You may have seen Adjua Styles, the Cuban and Panamanian beauty from Brooklyn, on rapper Styles P’s arm over the years. The couple told their story on “Black Love” and strengthened their marriage on “Marriage Bootcamp.” When we sat down with her, we did speak about her relationship but we also discussed her book “The Ethereal Hike: How To Discern The Privilege Of Loss Through The Power Of Love,” which she used to help cope and heal with the loss of her 20-year-old daughter Tai. We discussed the medium who communicated with her daughter and changed her life, how writing was therapeutic and even her thoughts on Vanessa Bryant’s pain.n See what Adjua had to say about all things healing below.
Why did you all decide to participate in “Marriage Bootcamp”? Some of the couples from past seasons have not been in real relationships, reality tv can be messy and you don’t want to make a mockery of a real relationship.
Our season, all the couples are real. I’ll just say that. For me, anything to strengthen my marriage, to keep it solid, keep us progressive, I’m all for. So I wasn’t going in with any expectations regarding other couples. For me, it was like what can I get out of it? What can I put into it to get out of it? Just something different. Just like a bucket list kind of thing. And I wanted to promote my book.

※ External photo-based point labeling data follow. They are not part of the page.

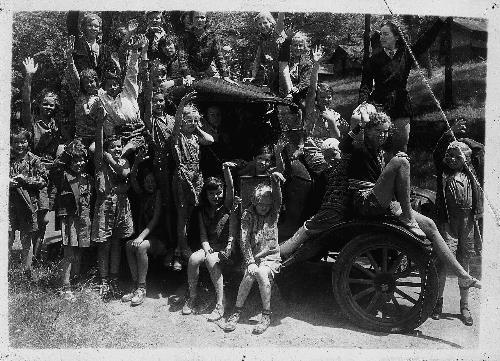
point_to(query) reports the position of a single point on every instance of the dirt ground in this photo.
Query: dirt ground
(305, 314)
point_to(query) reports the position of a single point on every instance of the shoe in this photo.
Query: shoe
(470, 282)
(116, 292)
(105, 292)
(68, 296)
(216, 314)
(466, 317)
(412, 226)
(438, 309)
(138, 297)
(188, 307)
(232, 321)
(263, 324)
(127, 297)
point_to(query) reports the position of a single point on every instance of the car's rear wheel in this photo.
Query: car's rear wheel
(385, 283)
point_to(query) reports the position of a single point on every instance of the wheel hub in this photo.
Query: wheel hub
(384, 283)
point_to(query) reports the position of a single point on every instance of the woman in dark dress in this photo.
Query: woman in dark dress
(385, 76)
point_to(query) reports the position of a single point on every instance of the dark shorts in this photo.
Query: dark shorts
(367, 205)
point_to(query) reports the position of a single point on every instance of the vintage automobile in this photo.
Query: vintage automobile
(383, 277)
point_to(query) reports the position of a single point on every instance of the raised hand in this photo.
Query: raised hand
(132, 26)
(29, 66)
(70, 45)
(317, 54)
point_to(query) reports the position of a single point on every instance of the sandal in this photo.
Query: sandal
(413, 227)
(466, 316)
(470, 282)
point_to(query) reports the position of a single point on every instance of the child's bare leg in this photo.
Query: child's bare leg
(444, 253)
(66, 265)
(115, 255)
(27, 251)
(132, 259)
(395, 179)
(264, 277)
(142, 261)
(401, 134)
(212, 262)
(244, 289)
(103, 258)
(194, 262)
(43, 220)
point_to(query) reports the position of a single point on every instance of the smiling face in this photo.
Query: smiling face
(190, 121)
(262, 163)
(454, 159)
(112, 87)
(18, 147)
(115, 149)
(199, 20)
(48, 106)
(154, 20)
(169, 49)
(76, 165)
(376, 136)
(150, 183)
(158, 104)
(264, 25)
(91, 28)
(387, 37)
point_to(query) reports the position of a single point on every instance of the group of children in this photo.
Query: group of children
(124, 163)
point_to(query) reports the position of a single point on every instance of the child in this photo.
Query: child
(259, 245)
(154, 33)
(461, 204)
(199, 48)
(112, 217)
(83, 87)
(47, 138)
(151, 238)
(87, 53)
(169, 58)
(72, 186)
(123, 117)
(271, 36)
(27, 177)
(187, 180)
(295, 66)
(216, 241)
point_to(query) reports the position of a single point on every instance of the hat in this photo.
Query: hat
(330, 143)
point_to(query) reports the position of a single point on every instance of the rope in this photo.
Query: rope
(438, 104)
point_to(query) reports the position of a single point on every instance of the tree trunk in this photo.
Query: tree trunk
(448, 67)
(366, 39)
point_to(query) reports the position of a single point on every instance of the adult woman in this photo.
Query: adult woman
(385, 76)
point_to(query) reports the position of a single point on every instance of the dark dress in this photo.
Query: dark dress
(384, 78)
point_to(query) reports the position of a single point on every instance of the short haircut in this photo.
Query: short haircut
(262, 191)
(265, 15)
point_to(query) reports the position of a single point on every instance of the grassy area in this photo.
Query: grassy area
(40, 318)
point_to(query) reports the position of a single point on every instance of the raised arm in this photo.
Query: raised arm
(276, 178)
(228, 179)
(71, 72)
(30, 68)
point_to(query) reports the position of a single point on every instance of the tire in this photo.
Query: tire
(385, 283)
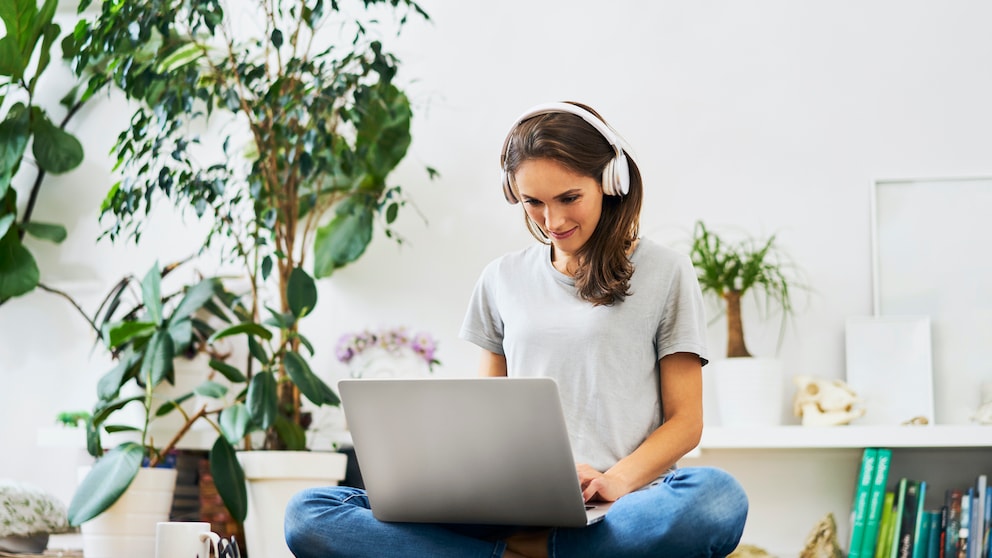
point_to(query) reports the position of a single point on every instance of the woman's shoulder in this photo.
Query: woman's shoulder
(513, 263)
(649, 250)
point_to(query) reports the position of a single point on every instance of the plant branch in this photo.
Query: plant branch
(74, 304)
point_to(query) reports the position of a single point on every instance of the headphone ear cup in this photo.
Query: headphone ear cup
(623, 174)
(610, 178)
(504, 178)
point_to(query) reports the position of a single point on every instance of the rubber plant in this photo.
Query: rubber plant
(33, 143)
(730, 270)
(282, 134)
(144, 340)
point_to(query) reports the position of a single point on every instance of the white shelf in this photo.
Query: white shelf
(805, 437)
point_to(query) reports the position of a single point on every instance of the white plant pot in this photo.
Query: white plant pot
(748, 391)
(376, 362)
(273, 477)
(127, 528)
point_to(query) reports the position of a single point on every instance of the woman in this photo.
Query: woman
(618, 322)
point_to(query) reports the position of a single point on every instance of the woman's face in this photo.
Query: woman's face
(564, 204)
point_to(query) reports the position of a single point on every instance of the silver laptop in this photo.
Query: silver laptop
(471, 450)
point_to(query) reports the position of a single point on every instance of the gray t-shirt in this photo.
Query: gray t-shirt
(604, 358)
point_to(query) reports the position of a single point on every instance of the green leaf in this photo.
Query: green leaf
(55, 150)
(249, 328)
(24, 24)
(106, 482)
(19, 272)
(47, 231)
(158, 355)
(391, 212)
(383, 128)
(228, 371)
(342, 240)
(310, 385)
(14, 133)
(109, 385)
(127, 331)
(181, 332)
(183, 55)
(291, 434)
(151, 293)
(5, 222)
(263, 399)
(229, 478)
(235, 422)
(195, 298)
(301, 291)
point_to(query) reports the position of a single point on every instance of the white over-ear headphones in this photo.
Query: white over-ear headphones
(616, 174)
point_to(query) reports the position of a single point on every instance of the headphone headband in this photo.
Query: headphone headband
(616, 174)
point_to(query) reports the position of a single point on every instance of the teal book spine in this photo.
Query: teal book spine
(920, 529)
(876, 503)
(859, 507)
(884, 546)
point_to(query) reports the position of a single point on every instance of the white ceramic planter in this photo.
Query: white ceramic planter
(127, 528)
(748, 391)
(273, 477)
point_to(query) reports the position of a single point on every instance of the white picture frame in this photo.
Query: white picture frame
(930, 257)
(890, 366)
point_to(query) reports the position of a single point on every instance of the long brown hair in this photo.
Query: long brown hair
(604, 271)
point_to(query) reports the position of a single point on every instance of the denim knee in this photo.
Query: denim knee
(722, 505)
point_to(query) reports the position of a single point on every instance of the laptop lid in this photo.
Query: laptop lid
(469, 450)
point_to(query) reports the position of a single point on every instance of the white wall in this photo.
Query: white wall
(773, 116)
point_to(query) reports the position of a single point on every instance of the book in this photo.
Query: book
(859, 507)
(907, 505)
(952, 530)
(883, 548)
(988, 522)
(978, 517)
(897, 512)
(921, 524)
(876, 503)
(965, 532)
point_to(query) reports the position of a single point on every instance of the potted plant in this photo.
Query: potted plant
(145, 342)
(748, 389)
(280, 134)
(25, 55)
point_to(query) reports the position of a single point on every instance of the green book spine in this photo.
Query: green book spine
(876, 503)
(897, 513)
(859, 508)
(884, 546)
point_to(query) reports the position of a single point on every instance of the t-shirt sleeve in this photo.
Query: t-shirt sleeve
(483, 325)
(683, 325)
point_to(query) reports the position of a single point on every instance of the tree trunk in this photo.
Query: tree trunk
(735, 328)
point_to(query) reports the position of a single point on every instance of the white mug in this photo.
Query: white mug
(185, 539)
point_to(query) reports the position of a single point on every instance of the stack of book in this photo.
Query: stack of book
(890, 520)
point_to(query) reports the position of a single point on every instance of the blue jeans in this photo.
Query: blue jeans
(692, 512)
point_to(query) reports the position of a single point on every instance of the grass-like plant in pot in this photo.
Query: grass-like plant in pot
(730, 270)
(749, 390)
(279, 121)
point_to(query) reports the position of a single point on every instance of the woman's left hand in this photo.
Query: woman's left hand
(598, 486)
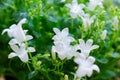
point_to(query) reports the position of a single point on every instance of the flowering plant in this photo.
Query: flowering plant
(60, 40)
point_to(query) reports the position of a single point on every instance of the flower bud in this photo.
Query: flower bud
(104, 33)
(66, 77)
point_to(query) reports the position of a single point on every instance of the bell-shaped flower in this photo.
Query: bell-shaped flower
(86, 47)
(21, 52)
(103, 35)
(17, 33)
(62, 45)
(115, 23)
(87, 21)
(76, 9)
(94, 3)
(85, 66)
(62, 36)
(64, 51)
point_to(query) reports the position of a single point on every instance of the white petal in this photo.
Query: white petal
(11, 55)
(13, 42)
(91, 60)
(89, 72)
(53, 49)
(80, 72)
(29, 37)
(89, 43)
(94, 47)
(81, 6)
(25, 31)
(31, 49)
(96, 68)
(82, 43)
(77, 60)
(65, 31)
(23, 57)
(22, 21)
(13, 26)
(74, 2)
(73, 15)
(56, 30)
(68, 5)
(15, 48)
(103, 35)
(5, 30)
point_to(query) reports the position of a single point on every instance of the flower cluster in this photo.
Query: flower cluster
(64, 50)
(77, 10)
(62, 45)
(84, 61)
(18, 41)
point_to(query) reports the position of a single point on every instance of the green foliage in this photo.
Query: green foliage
(42, 16)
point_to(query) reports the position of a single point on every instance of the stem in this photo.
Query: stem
(72, 24)
(29, 67)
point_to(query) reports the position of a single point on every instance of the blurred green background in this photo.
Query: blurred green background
(42, 16)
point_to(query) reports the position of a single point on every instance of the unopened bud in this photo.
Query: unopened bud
(66, 77)
(104, 33)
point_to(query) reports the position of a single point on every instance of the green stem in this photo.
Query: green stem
(72, 24)
(29, 67)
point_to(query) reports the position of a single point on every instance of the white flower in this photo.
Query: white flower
(64, 51)
(115, 23)
(76, 9)
(17, 33)
(94, 3)
(21, 52)
(103, 35)
(62, 45)
(87, 21)
(62, 36)
(86, 66)
(86, 47)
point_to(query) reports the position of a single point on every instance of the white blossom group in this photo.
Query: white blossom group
(77, 10)
(64, 50)
(18, 41)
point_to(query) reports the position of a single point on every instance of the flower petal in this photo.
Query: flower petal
(91, 60)
(11, 55)
(5, 30)
(89, 43)
(96, 68)
(31, 49)
(74, 2)
(13, 42)
(29, 37)
(65, 31)
(81, 6)
(15, 48)
(68, 5)
(82, 43)
(25, 31)
(56, 30)
(22, 21)
(23, 57)
(94, 47)
(89, 72)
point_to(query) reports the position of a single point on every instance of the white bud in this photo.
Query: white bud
(103, 35)
(115, 23)
(66, 77)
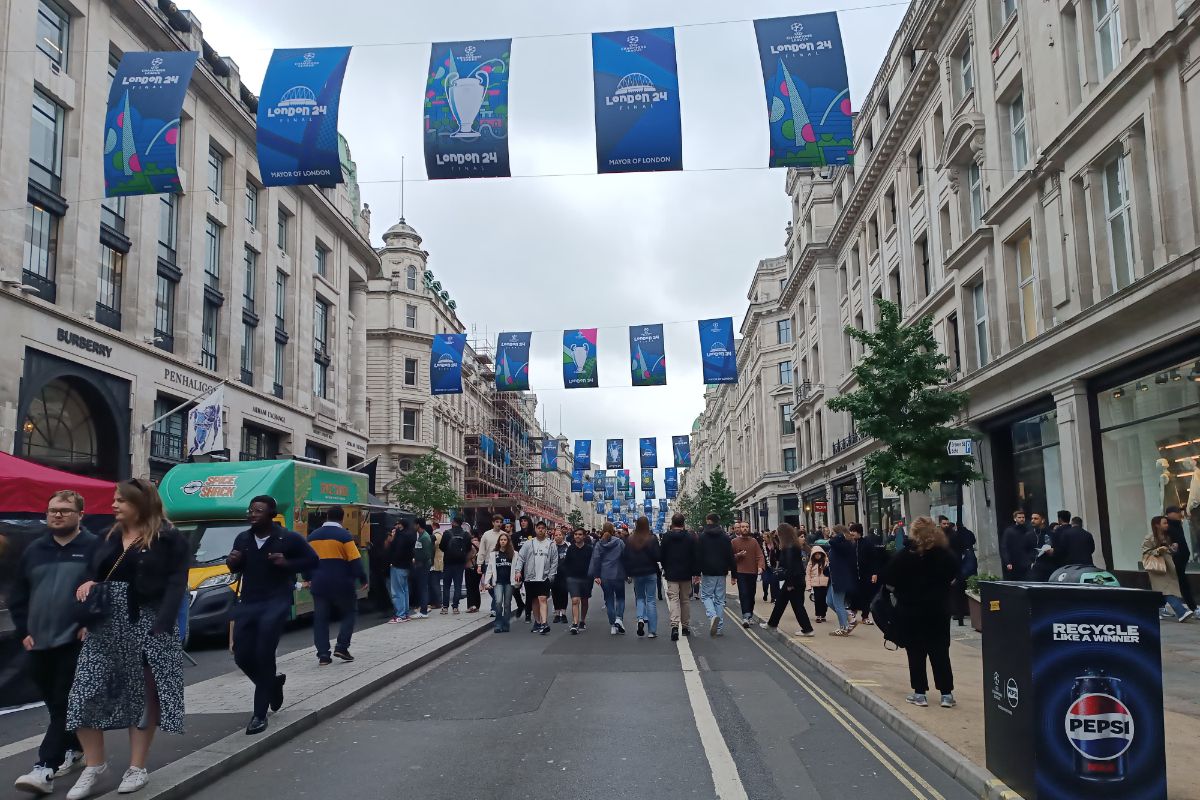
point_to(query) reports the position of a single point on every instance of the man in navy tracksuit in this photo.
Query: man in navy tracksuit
(334, 584)
(268, 557)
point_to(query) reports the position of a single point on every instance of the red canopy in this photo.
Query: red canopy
(27, 486)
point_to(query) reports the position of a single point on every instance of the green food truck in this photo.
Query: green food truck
(208, 503)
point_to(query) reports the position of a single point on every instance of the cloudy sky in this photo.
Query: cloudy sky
(544, 251)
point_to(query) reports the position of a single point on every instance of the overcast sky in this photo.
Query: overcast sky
(546, 253)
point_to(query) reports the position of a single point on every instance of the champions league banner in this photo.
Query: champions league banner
(513, 362)
(808, 91)
(580, 359)
(297, 131)
(718, 352)
(467, 109)
(142, 122)
(647, 355)
(445, 365)
(637, 101)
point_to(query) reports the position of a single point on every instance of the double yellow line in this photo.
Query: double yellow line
(905, 774)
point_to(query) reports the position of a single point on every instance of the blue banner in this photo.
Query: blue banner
(580, 359)
(467, 109)
(808, 91)
(647, 355)
(637, 101)
(582, 453)
(142, 122)
(445, 364)
(297, 131)
(718, 354)
(648, 447)
(513, 362)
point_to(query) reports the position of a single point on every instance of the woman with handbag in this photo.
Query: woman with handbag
(1156, 559)
(131, 668)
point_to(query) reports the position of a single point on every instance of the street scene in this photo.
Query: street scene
(682, 401)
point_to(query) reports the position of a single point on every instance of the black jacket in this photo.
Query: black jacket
(714, 552)
(161, 578)
(678, 554)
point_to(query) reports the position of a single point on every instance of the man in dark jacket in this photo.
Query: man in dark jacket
(268, 558)
(678, 569)
(334, 585)
(43, 612)
(714, 557)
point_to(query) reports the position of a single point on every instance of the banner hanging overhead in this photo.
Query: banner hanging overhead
(718, 354)
(467, 109)
(297, 130)
(808, 91)
(445, 365)
(142, 122)
(513, 362)
(647, 355)
(637, 101)
(580, 359)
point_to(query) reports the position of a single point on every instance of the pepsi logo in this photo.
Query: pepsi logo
(1099, 727)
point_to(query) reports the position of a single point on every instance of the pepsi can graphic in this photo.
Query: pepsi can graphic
(1099, 727)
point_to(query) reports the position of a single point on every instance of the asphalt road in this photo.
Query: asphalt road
(600, 716)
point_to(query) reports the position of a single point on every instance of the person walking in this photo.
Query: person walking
(714, 557)
(641, 560)
(131, 666)
(498, 578)
(535, 566)
(334, 585)
(919, 578)
(267, 557)
(791, 573)
(609, 572)
(574, 566)
(43, 609)
(750, 564)
(678, 557)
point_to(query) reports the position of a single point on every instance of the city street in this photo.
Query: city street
(601, 716)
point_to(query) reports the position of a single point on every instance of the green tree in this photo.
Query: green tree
(426, 487)
(903, 401)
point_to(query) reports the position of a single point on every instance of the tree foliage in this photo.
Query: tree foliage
(426, 488)
(903, 401)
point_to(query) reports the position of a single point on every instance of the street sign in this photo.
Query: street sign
(960, 447)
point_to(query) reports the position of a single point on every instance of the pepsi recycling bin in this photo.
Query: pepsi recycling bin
(1073, 691)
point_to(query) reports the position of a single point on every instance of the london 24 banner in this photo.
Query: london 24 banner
(808, 91)
(637, 101)
(297, 131)
(580, 359)
(647, 355)
(142, 122)
(513, 362)
(718, 353)
(467, 109)
(445, 364)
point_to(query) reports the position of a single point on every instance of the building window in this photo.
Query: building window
(46, 143)
(209, 335)
(979, 302)
(1107, 14)
(213, 254)
(53, 32)
(108, 295)
(1117, 214)
(1017, 130)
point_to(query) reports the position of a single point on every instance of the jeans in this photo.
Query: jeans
(347, 607)
(613, 599)
(712, 594)
(646, 600)
(400, 591)
(451, 576)
(53, 672)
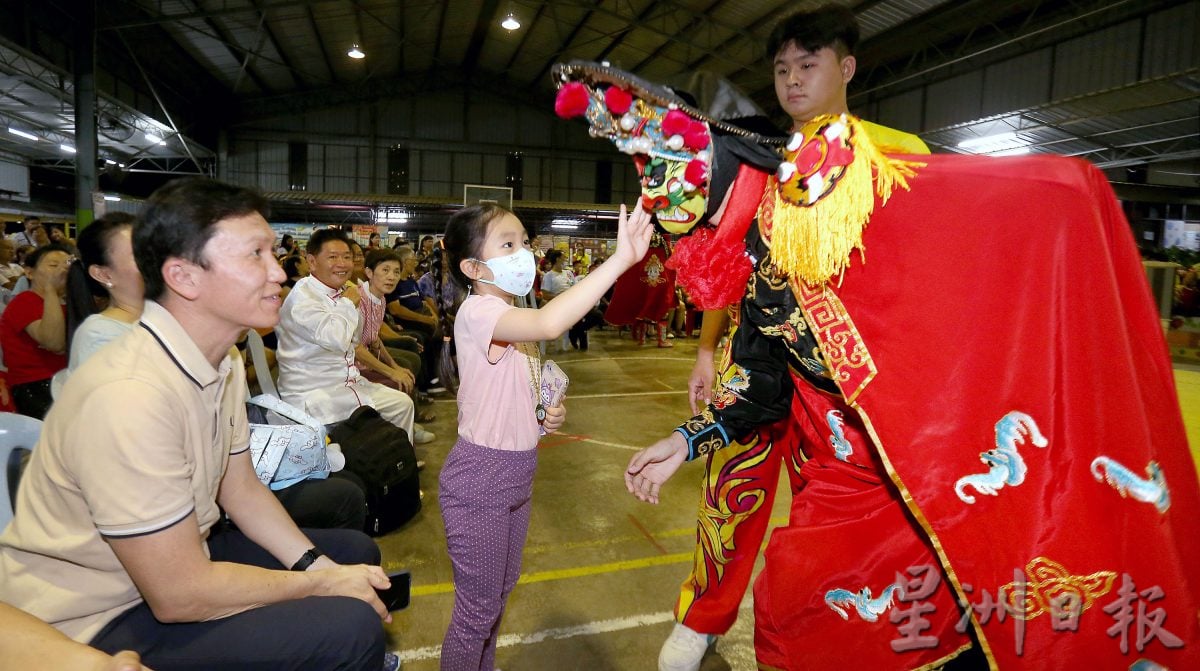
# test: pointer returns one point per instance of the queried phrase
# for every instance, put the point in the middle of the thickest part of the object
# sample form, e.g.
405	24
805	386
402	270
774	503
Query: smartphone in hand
395	597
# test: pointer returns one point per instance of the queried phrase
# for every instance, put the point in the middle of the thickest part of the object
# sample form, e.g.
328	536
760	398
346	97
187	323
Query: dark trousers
432	342
330	633
33	399
335	503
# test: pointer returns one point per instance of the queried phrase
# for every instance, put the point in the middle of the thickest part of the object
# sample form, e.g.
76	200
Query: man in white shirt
10	271
318	330
28	235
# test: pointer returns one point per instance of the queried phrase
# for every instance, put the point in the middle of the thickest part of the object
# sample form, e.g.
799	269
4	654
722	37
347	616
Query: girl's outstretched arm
552	319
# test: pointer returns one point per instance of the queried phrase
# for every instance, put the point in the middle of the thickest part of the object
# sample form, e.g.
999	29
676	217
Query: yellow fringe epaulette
827	196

At this stage in my life, after losing my child, any experience is a good experience or something to do for me.
You said that you felt like the romance was gone in your relationship. What does that mean?
It means 25 year of monotonous behavior—well not 25. I would say the last 10 years. You just fall into an area of complacency. Thank God the sex was still good, vibrant and active. If that died, you would probably see a whole different dynamic between us. But that’s one of the things that kept us and our strong love for each other. There is passion even though there may not be every single day. But it’s still there.
It was more or less, less intimate time. Less conscious, deliberate intimate time. More of just we’ll take the time when we can. It was just making us more of a priority. That should never really die. The union should always be a focus in terms of how you go about your day to day, your gift-giving, thought process, consideration.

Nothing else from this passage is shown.